Nascent youth groups pushed for and successfully achieved policy reform across the world. British Prime Minister Boris Johnson recently pledged to invest £350 million towards a green recovery, cutting emissions from heavy industry. South Korea promised its citizens an additional 1.9 million jobs by developing green technologies. China has committed to carbon neutrality before 2060. European Union chief, Ursula von der Leyen, set a greenhouse gas emissions reduction goal of 55% by 2030, significantly higher than the current target of 40%, after prominent climate activists like Greta Thurberg pressured the E.U. to strive further on their climate goals.
After a highly-publicized U.S. election season, the sheer impact of youth voters mobilized by climate change is clear from the data. Voter turnout for the age group 18-29 is on track to be record-breaking, and climate change ranks among the top three issues most important to this voting group. Over half of young people said they are “very concerned” about climate change, and 78% say they are “very” or “somewhat” concerned. Youth of color are even more concerned – 84% “somewhat” or “very.”
As natural disasters become more devastating and thus salient in the public’s eye, as youth advocacy movements mount enormous influence, and as increasing numbers of young voters influence the political process directly – by turning out to vote – or indirectly, by writing letters, making calls, and signing petitions, there is reason to believe we might be able to meet Paris Agreement goals, after all.
The key to our “Future on Earth”? Mobilizing these young activists and forming them into sustainability leaders who will influence policymakers.

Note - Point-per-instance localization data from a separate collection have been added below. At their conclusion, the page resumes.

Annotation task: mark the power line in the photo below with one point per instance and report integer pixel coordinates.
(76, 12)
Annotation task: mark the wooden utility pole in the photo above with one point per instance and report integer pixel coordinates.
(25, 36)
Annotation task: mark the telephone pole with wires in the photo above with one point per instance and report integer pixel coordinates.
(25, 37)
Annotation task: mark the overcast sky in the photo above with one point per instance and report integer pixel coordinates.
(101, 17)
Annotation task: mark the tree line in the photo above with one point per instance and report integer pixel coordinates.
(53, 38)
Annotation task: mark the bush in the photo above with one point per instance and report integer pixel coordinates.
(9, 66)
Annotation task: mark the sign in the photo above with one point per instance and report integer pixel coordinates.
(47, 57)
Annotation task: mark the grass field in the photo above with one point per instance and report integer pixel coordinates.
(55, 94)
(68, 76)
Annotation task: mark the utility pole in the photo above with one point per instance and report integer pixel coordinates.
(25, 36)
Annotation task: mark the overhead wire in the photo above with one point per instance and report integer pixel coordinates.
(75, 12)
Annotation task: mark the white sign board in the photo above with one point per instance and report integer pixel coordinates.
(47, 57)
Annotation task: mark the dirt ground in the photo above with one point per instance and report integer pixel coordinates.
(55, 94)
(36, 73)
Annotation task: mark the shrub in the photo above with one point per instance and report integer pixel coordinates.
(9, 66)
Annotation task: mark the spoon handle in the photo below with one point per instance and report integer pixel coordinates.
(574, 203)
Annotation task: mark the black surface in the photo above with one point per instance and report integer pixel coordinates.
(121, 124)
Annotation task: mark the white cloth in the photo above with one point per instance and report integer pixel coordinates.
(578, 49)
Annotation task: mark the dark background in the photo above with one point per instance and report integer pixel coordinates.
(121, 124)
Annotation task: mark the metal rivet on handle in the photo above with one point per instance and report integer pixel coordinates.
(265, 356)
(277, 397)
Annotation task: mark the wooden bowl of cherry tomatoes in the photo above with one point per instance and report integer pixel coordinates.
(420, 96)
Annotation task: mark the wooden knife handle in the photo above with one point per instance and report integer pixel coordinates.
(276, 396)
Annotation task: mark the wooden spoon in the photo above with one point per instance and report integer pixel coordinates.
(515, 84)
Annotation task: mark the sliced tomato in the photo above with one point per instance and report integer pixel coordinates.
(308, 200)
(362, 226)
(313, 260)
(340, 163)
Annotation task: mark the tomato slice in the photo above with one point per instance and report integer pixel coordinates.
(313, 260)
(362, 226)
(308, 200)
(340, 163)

Informed, passionate, and careful young people have already proven their ability to set a course of green recovery and sustainable development. The next decade in leadership will be crucial as we attempt to meet several Sustainable Development Goals – climate, biodiversity, and poverty – and younger generations must lead that crusade.
In a recent interview, Gaby Langendijk of Future Earth’s Early Career Network mentioned that the youth movement is largely building upon research and science in a knowledge-based way. “The science has directly informed the youth movement, and the youth are the amplifiers of the messages coming from science,” Langendijk said.
While youth activists haven’t directly steered the scientific sustainability agenda, the fresh, diverse perspectives of early career researchers have begun to enter the discourse and to further direct science towards society’s needs. The Early Career Network is dedicated to bringing early-career researchers together to work on sustainability issues and to bolster their consolidated perspective.
Leadership is changing; progress is inevitable. Reminiscent of the Student Nonviolent Coordinating Committee, which during the 1960s marshaled widespread civil rights reform, climate activism seems to be the next front of youth concern. Movements begin at the grassroots level, and the 1.2 billion young people on planet earth have started to initiate real, immense institutional change. The reins are in our youth’s hands, and the window through which humanity averts widespread climate disaster, biodiversity loss, and civil unrest is narrowing. Can our global youth help ensure a just future?